Silver signifies beauty, affluence, and is a talisman against evil spirits; the bigger, fancier, and more ornate the better.
With the location’s earliest silver accessories dating back to the Song dynasty (907-1279), these craftsmen know their molding and carving, often inlaying the basic pieces with precious stones, including agate, jasper, and turquoise.
Miao women, for example, wear extremely ornate silver headdresses, collars, breastplates, chains, aprons, and back pendants that often hang down to the waist, as well as bracelets, earrings, hairpins, and bells on special occasions like festivals, such as weddings and folkloric dances. The crown-like headdresses are so tall and elaborate they resemble chandeliers. Curved silver horns sometimes top the headdresses, whose raised patterns can depict dragons playing with a pearl.
A woman’s silver ensemble can weigh more than 20kg — yep, Temper does metric.

Miao headdress. Image: online
Designs are intricately embossed into flower, butterfly, animal, and spiral shapes, with delicate filigree. From the time a Miao woman is a child, she has silver jewelry she inherits from her family. By the time she weds, her collection grows as her family buys more ornaments.
With an array of 56 ethnic groups covering the vast mainland of China – the largest of whom are the Han (汉族) with approximately 1.2 billion descendants (say, 92 percent of the overall population) as of 2020 — one can infuse any outfit with a mad minority bump in a straight stitch second.
Tempted to get your slinky paws on any of the aforementioned? Let us present you with a few modern-takers on China’s traditional styles.
Close-Up: About Kathrin Von Rechenberg, Xiang Yun Sha And Mud Dye
Bringing Tradition to Contempo Temptation
Temper shines a quick white-hot light on a handful of favorite contempo takers on tradition.
Enter Angel Chang of Atelier ANGEL CHANG, a rising star of innovative fashion design with the Ecco Domani Fashion Foundation Award and Cartier Women’s Initiative Award under her belt for such advancements like self-heating linings and color-changing prints. An urban New Yorker, Chang had little to do with traditional Chinese craft until she discovered that the hand-woven fabrics of the Chinese Miao and Dong minorities were on the verge of disappearing, and rushed to preserve the craft through her collections.

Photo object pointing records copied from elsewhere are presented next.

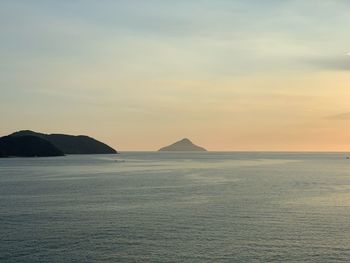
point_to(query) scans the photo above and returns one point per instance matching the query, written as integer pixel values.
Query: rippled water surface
(176, 207)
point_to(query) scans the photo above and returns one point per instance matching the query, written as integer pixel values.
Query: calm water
(171, 207)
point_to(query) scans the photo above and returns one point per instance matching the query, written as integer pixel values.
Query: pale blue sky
(139, 74)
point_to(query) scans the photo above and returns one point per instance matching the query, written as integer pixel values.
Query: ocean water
(176, 207)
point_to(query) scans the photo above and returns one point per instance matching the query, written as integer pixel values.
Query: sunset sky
(138, 75)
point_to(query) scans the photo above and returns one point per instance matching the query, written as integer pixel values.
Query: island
(71, 144)
(183, 145)
(27, 146)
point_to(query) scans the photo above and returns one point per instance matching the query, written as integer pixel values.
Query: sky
(231, 75)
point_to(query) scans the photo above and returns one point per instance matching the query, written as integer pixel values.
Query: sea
(176, 207)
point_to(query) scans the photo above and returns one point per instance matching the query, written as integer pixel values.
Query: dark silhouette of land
(70, 144)
(27, 146)
(183, 145)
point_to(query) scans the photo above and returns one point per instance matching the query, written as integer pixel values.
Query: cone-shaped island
(182, 146)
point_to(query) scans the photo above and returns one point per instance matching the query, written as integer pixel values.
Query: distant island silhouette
(183, 145)
(27, 146)
(28, 143)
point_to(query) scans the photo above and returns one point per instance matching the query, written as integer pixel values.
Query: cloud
(340, 116)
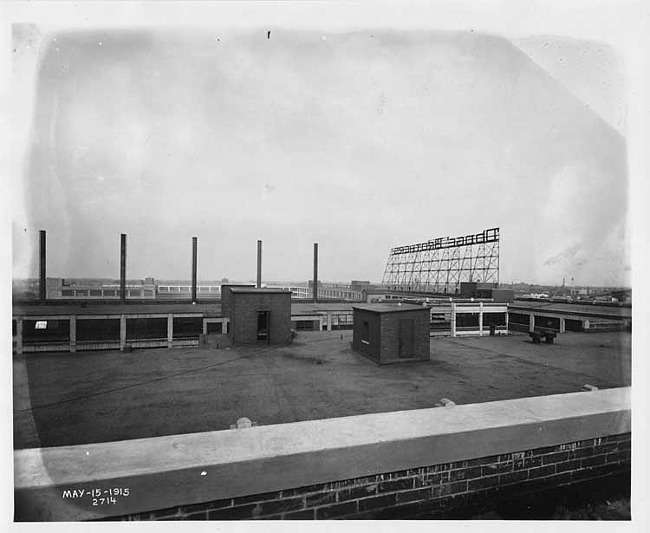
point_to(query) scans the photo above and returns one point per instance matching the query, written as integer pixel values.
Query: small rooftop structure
(259, 315)
(391, 333)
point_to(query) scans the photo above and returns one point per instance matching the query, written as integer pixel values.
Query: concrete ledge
(185, 469)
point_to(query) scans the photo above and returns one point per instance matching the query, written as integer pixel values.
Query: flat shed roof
(253, 290)
(390, 308)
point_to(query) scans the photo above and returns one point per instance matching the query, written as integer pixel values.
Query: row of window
(106, 293)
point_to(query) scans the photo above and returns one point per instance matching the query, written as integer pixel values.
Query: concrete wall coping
(266, 458)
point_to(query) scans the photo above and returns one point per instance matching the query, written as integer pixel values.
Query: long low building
(568, 317)
(85, 326)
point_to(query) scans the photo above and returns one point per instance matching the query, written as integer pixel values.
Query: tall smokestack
(123, 267)
(194, 239)
(315, 272)
(42, 288)
(259, 264)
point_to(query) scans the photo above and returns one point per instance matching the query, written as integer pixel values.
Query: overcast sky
(358, 141)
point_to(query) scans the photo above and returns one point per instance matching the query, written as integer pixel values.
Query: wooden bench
(537, 336)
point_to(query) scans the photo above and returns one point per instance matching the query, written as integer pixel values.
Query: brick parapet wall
(335, 467)
(430, 490)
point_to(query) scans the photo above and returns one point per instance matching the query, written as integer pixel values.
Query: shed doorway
(406, 337)
(263, 323)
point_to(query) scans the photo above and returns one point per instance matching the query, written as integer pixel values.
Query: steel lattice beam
(440, 265)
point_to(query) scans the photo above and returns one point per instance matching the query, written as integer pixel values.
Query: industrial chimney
(315, 288)
(42, 287)
(259, 264)
(194, 246)
(123, 267)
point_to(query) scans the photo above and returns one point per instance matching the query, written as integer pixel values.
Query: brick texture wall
(243, 315)
(431, 491)
(390, 334)
(370, 349)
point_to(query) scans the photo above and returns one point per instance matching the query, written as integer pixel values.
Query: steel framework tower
(440, 265)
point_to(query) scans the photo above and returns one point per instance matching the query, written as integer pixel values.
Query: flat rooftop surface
(65, 399)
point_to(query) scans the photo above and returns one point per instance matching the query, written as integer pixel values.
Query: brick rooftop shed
(391, 333)
(260, 315)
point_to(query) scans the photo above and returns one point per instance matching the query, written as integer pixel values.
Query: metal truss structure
(440, 265)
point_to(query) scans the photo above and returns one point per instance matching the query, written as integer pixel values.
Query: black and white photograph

Arriving in China’s Guizhou province in 2009, Chang began to work closely with the weavers and embroiderers of several local mountain villages, producing entirely hand-woven and hand-embroidered traditional fabrics. The entire process, from cotton planting to fabric dying, used no electricity and no artificial elements – the fabric was dyed using native wild plants.

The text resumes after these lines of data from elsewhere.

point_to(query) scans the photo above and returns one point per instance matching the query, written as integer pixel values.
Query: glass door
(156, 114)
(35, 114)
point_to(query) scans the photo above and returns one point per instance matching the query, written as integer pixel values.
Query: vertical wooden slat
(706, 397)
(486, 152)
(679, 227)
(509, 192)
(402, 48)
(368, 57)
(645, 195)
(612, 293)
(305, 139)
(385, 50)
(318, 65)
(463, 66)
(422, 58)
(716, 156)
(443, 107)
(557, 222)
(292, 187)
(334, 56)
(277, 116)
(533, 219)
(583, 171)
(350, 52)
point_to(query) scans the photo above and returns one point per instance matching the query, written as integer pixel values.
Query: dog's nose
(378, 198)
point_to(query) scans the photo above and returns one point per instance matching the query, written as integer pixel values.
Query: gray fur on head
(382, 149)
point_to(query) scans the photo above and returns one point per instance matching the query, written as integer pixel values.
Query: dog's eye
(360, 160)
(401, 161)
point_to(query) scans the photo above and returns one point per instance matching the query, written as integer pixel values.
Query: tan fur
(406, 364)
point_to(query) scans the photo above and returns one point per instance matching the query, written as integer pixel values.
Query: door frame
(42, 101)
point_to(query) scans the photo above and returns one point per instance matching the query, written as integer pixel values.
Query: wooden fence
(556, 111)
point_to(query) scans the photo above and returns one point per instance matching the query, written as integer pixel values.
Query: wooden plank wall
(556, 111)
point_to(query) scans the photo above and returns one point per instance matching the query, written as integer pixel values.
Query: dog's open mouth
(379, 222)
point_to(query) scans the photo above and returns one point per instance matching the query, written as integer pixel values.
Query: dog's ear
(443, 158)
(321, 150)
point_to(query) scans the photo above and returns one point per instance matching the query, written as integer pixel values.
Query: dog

Designer Angel Chang. Image courtesy of BoF
As Chang tells Temper, “For my collections, I use natural plant dyes foraged from the surrounding mountain forests or grown on farmland. These plants must be picked fresh and used immediately. This means that we can only collect and process them when they are available in nature – a pale yellow flower in May, black tree bark in August. My production calendar is consequently scheduled around those seasonal limitations,”

#insulaire21ss #indigodye
INSULAiRE is a menswear label based between Paris and Beijing, originally established by Chinese designer and Esmod le grand Paris graduate Zhikai Yang who was born and raised in southernmost China’s island province of Hainan. Re-interpreting tradition by drawing from the ever-encapsulating Chinese heritage, the brand produces wearable garments that speak to the innovative and fresh interpretations of cross-cultures and globalized design.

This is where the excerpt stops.